Ich hasse Deadpool. Warum liebe ich dann Deadpool & Wolverine?
Eine Zauberkiste von einem Film.
Ganz ohne Spoiler zu Deadpool & Wolverine wird das hier nicht gehen. Die größten Plotmomente und besten Gags behalte ich aber für mich.
Machen wir es kurz: Deadpool ist von allen bekannteren Superhelden der, den ich am wenigsten mag. Tatsächlich hege ich sogar auf konzeptioneller Ebene eine starke Abneigung gegen ihn. Natürlich ist Ryan Reynolds ein cooler Typ, und klar, die Filme sind oft einfallsreich und stellenweise richtig lustig. Aber ich fand den Charakter an sich schon immer reichlich halbstark und war nie ein besonderer Fan von Figuren, die die vierte Wand durchbrechen. Vor allem nicht, wenn der Plot so tut, als stünde wirklich etwas auf dem Spiel.
Wenn mich der “Merc with a mouth” direkt anzwinkert und jegliche dramaturgische Fallhöhe mit einem kessen Spruch abfedert, erinnert mich das nur regelmäßig daran, dass ich einen Film schaue und die wahre Realität neben dem Spektakel liegt. Für mich gibt es fast kein effektiveres Mittel, als Aufregung und Spannung eines Action-Abenteuers zu untergraben und allein deshalb habe ich schon Probleme. Für Deadpool & Wolverine sollte nun noch erschwerend hinzukommen, dass der Film die Todsünde der Leichenfledderei an einem meiner liebsten Marvel-Filme begeht: Logan. Warum ist dann Deadpool & Wolverine jetzt einer meiner liebsten Superheldenfilme der letzten Jahre?
Was ist diesmal anders an Deadpool?
Das hat eine Menge Gründe, zuallererst vermutlich den, dass es mich gleich zu Anfang komplett entwaffnete und meine persönliche Ablehnung gegen eine Rückkehr Hugh Jackmans vollkommen entkräftete… indem es die von mir befürchtete sprichwörtliche Leichenfledderei an Logan ins Buchstäbliche umsetzte.
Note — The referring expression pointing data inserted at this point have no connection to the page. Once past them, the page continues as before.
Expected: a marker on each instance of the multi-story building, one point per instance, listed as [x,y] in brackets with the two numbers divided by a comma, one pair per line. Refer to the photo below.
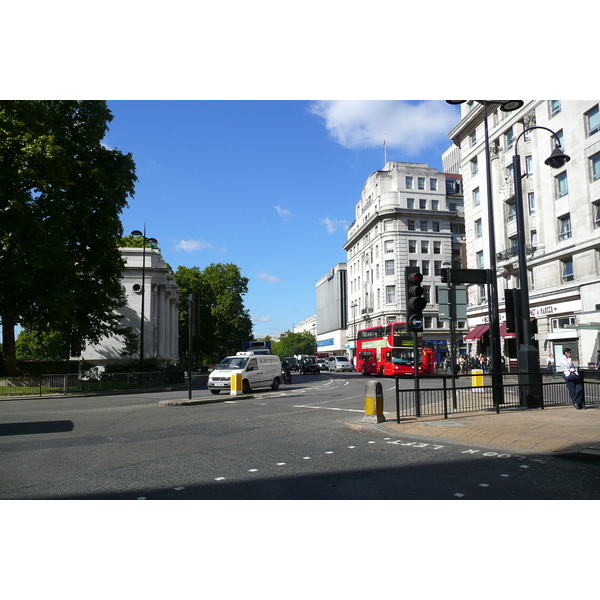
[562,220]
[161,311]
[332,316]
[408,215]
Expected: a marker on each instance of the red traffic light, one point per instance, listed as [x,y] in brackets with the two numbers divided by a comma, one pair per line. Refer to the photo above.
[415,278]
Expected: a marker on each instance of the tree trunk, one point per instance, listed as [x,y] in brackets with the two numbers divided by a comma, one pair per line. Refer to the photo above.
[8,346]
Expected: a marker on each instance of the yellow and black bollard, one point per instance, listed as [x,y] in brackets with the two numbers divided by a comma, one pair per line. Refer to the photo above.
[373,402]
[236,384]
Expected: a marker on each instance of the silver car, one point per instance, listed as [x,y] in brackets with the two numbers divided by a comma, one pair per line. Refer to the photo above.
[339,363]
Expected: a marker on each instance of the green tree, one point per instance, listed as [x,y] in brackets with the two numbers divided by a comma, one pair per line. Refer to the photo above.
[224,323]
[295,343]
[61,194]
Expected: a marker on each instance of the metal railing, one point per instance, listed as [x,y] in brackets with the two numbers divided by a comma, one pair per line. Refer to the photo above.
[447,400]
[106,382]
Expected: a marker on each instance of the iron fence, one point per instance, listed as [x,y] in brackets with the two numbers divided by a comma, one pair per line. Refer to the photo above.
[105,382]
[447,400]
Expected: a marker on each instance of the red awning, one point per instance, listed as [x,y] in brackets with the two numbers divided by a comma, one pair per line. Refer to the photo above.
[506,334]
[476,332]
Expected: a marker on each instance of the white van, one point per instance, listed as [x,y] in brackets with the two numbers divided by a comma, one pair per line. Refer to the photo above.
[258,371]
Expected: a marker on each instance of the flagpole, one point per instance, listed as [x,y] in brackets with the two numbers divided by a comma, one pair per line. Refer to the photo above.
[384,151]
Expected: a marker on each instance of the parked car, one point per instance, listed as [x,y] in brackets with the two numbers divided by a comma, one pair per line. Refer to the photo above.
[292,362]
[309,365]
[339,363]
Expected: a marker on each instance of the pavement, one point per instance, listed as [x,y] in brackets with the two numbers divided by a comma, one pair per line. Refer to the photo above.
[560,430]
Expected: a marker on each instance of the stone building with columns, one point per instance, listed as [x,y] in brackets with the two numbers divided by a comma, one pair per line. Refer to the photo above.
[161,312]
[561,214]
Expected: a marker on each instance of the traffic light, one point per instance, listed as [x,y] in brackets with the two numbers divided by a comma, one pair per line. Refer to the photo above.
[415,303]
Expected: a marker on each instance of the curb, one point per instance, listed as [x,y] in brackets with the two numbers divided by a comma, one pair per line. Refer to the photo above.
[198,401]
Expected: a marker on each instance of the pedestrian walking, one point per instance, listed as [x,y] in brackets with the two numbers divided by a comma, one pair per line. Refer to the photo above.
[572,379]
[551,366]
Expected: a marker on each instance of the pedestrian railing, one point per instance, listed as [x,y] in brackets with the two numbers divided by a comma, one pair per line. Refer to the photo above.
[447,399]
[105,382]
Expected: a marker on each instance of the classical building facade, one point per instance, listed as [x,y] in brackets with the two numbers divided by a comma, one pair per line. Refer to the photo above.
[562,220]
[332,315]
[408,215]
[161,310]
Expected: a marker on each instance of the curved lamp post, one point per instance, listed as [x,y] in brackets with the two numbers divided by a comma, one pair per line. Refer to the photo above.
[493,302]
[528,354]
[151,241]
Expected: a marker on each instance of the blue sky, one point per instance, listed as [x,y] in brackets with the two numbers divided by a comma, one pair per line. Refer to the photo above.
[270,186]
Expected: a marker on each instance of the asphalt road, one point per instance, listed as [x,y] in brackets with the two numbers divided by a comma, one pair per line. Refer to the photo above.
[289,444]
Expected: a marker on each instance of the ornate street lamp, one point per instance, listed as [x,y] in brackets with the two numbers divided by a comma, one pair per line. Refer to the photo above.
[145,241]
[528,355]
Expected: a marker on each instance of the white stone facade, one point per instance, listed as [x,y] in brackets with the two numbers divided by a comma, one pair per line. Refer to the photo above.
[161,311]
[408,215]
[562,217]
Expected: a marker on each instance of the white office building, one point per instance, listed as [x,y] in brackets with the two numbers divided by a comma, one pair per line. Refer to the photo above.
[562,220]
[408,215]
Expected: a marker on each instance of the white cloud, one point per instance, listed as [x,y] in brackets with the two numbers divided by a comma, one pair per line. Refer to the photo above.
[267,277]
[407,126]
[192,245]
[333,225]
[284,213]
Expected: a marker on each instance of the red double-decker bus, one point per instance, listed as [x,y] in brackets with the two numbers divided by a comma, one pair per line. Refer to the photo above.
[388,350]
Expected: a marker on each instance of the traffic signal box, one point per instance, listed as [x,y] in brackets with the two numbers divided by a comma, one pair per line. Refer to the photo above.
[415,303]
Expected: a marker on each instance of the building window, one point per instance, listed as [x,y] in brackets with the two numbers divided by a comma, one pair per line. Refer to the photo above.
[564,227]
[478,228]
[592,119]
[567,266]
[390,294]
[479,259]
[562,185]
[529,165]
[531,202]
[389,267]
[595,165]
[482,294]
[596,207]
[509,138]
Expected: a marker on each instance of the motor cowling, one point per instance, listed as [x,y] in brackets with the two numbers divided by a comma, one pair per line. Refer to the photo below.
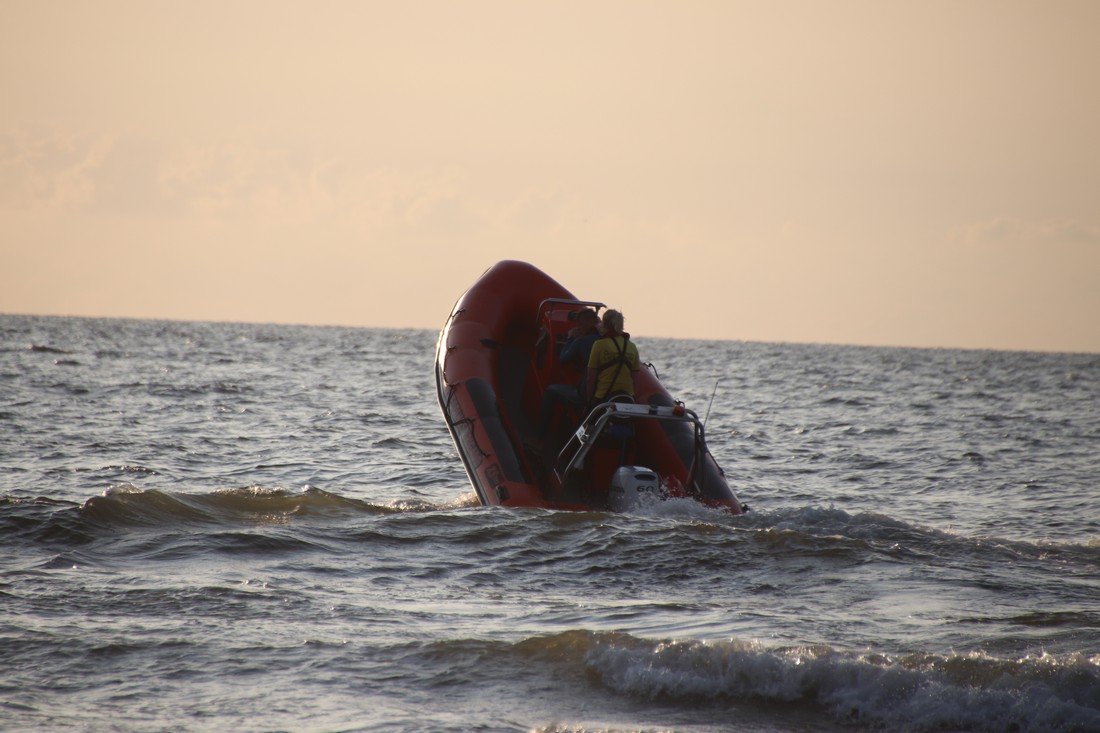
[634,487]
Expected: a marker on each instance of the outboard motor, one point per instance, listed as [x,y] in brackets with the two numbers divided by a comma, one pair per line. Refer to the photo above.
[634,487]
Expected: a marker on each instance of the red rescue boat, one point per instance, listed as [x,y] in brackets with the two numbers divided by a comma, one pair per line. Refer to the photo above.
[496,356]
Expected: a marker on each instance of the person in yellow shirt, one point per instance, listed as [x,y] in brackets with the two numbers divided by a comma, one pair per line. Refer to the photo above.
[613,363]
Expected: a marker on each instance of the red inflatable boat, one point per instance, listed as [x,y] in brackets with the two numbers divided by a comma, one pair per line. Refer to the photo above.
[496,356]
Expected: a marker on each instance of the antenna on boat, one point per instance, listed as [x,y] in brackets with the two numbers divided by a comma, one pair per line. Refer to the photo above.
[713,392]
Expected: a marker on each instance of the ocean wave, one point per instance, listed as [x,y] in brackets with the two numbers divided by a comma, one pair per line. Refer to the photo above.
[911,692]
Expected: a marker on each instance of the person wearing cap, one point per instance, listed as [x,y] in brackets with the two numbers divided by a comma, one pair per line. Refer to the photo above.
[575,351]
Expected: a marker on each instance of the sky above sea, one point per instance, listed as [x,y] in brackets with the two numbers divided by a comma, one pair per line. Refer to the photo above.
[900,174]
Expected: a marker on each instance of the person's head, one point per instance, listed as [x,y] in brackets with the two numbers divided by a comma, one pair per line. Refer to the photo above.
[612,324]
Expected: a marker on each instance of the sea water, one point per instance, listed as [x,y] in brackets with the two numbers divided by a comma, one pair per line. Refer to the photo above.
[216,526]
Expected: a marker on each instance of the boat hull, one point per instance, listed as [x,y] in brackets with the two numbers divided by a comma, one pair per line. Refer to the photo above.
[494,358]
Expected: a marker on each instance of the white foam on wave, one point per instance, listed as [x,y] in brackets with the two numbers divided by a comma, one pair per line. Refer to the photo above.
[923,692]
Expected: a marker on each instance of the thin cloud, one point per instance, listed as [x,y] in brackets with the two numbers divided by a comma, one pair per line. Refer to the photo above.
[1010,231]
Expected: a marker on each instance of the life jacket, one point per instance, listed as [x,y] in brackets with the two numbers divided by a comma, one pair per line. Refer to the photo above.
[618,361]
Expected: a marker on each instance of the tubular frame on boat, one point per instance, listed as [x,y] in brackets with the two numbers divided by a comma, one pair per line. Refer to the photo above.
[496,357]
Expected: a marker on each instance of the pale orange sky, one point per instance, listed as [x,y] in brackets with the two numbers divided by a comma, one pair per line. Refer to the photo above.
[892,173]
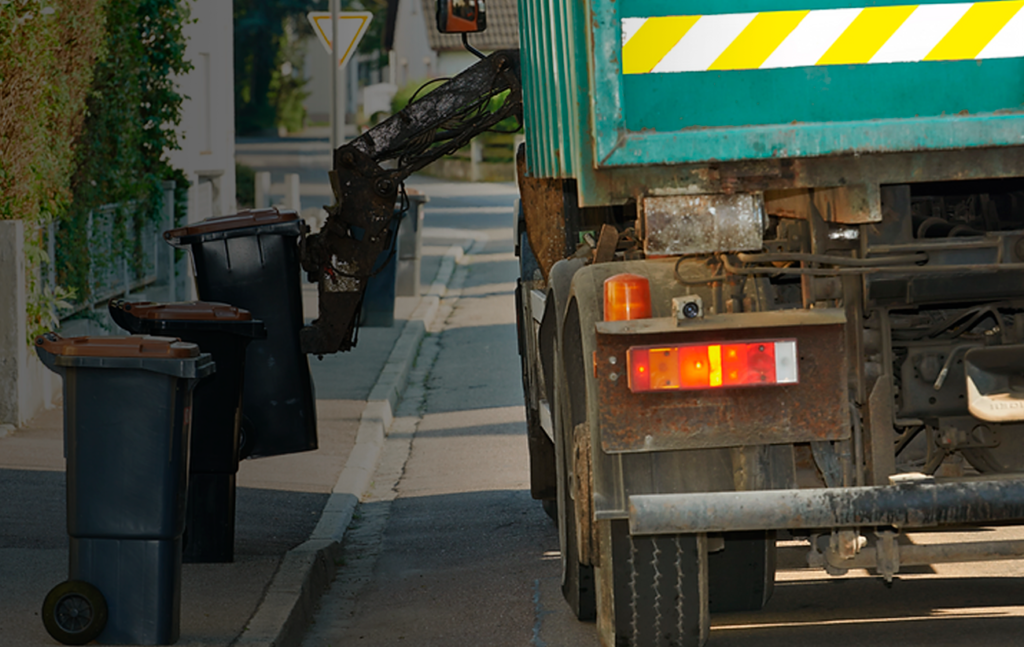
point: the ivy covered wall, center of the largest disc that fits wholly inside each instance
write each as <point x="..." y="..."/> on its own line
<point x="87" y="111"/>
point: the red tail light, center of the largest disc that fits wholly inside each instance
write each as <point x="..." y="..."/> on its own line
<point x="688" y="367"/>
<point x="627" y="297"/>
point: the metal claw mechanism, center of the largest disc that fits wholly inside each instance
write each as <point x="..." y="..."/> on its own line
<point x="368" y="180"/>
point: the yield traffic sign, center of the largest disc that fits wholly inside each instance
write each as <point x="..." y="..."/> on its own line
<point x="351" y="27"/>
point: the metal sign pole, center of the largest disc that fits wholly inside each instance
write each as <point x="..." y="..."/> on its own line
<point x="337" y="118"/>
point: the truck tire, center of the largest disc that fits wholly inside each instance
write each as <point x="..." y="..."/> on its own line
<point x="658" y="589"/>
<point x="741" y="577"/>
<point x="578" y="578"/>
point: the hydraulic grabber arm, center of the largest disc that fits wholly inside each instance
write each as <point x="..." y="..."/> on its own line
<point x="368" y="181"/>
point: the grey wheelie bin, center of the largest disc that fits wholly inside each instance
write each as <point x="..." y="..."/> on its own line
<point x="224" y="332"/>
<point x="127" y="413"/>
<point x="251" y="260"/>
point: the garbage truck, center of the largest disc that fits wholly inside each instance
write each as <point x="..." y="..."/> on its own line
<point x="772" y="283"/>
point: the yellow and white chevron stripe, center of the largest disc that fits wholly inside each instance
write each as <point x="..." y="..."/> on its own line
<point x="768" y="40"/>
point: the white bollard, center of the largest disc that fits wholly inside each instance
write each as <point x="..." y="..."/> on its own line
<point x="262" y="198"/>
<point x="293" y="198"/>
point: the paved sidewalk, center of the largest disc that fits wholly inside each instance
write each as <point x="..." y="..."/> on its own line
<point x="292" y="511"/>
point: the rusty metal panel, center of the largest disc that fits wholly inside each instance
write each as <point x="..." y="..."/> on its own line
<point x="904" y="506"/>
<point x="855" y="204"/>
<point x="816" y="408"/>
<point x="701" y="224"/>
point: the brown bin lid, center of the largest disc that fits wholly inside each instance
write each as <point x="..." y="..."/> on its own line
<point x="141" y="346"/>
<point x="189" y="311"/>
<point x="241" y="220"/>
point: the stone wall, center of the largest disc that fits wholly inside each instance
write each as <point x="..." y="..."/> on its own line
<point x="26" y="385"/>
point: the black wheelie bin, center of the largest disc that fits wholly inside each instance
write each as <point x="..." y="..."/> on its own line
<point x="127" y="412"/>
<point x="251" y="260"/>
<point x="224" y="332"/>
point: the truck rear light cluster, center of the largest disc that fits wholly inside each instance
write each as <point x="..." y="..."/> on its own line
<point x="711" y="365"/>
<point x="627" y="297"/>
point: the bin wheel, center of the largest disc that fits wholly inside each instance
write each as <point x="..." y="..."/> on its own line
<point x="75" y="612"/>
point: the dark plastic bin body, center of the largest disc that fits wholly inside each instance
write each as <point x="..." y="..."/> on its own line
<point x="126" y="443"/>
<point x="256" y="267"/>
<point x="224" y="332"/>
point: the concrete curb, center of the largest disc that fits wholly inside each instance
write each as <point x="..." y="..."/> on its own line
<point x="306" y="571"/>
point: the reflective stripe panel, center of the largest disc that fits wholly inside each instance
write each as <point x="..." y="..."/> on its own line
<point x="960" y="31"/>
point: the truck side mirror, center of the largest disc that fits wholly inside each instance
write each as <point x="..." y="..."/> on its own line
<point x="461" y="16"/>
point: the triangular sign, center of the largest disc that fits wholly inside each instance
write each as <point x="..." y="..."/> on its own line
<point x="351" y="27"/>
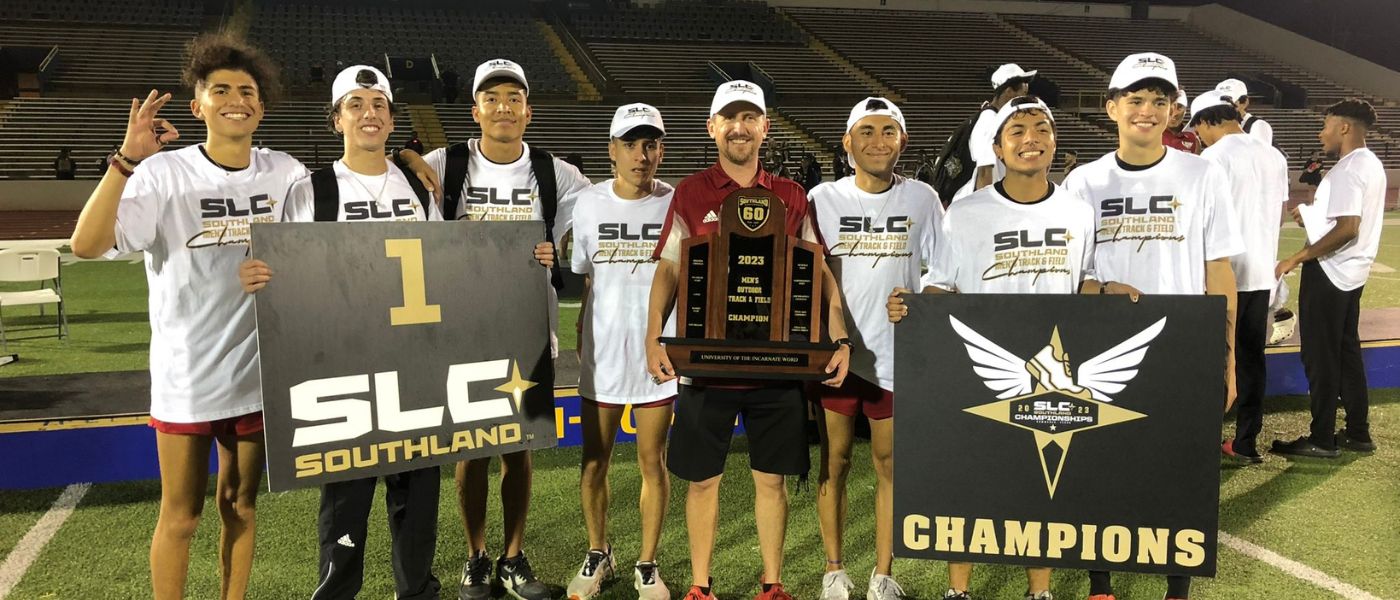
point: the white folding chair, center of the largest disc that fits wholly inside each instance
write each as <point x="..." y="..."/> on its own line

Mithilfe eines Timepads der TVA holt Deadpool das tatsächliche Gerippe des verstorbenen Logan aus der Erde und – als er einsehen muss, dass es den Guten endgültig erwischt hat – bringt mit dessen Adamantium-Knochen eine halbe Armee der Zeitwächter unter die Erde.
Das ist zu gleichen Teilen respektlos der Vorlage gegenüber, wie es nun mal zu Deadpool passt, und stellt trotzdem ein für alle Mal klar: Egal, wie sehr Wolverine auch diesen Film noch tragen wird, der Logan, den wir 2017 haben sterben sehen, ist und bleibt tot. Sein Opfer wird nicht rückgängig gemacht oder abgeschwächt. Was als Gag startet, gibt dem Multiversum ein wenig Schärfe – auch wenn ich nicht komplett sicher bin, wann und in welchem Universum dieser Film überhaupt spielt – und erinnert daran, dass auch die anderen Varianten bekannter Charaktere Wesen mit Gefühlen und Problemen sind, die es wert sein können, gehört zu werden…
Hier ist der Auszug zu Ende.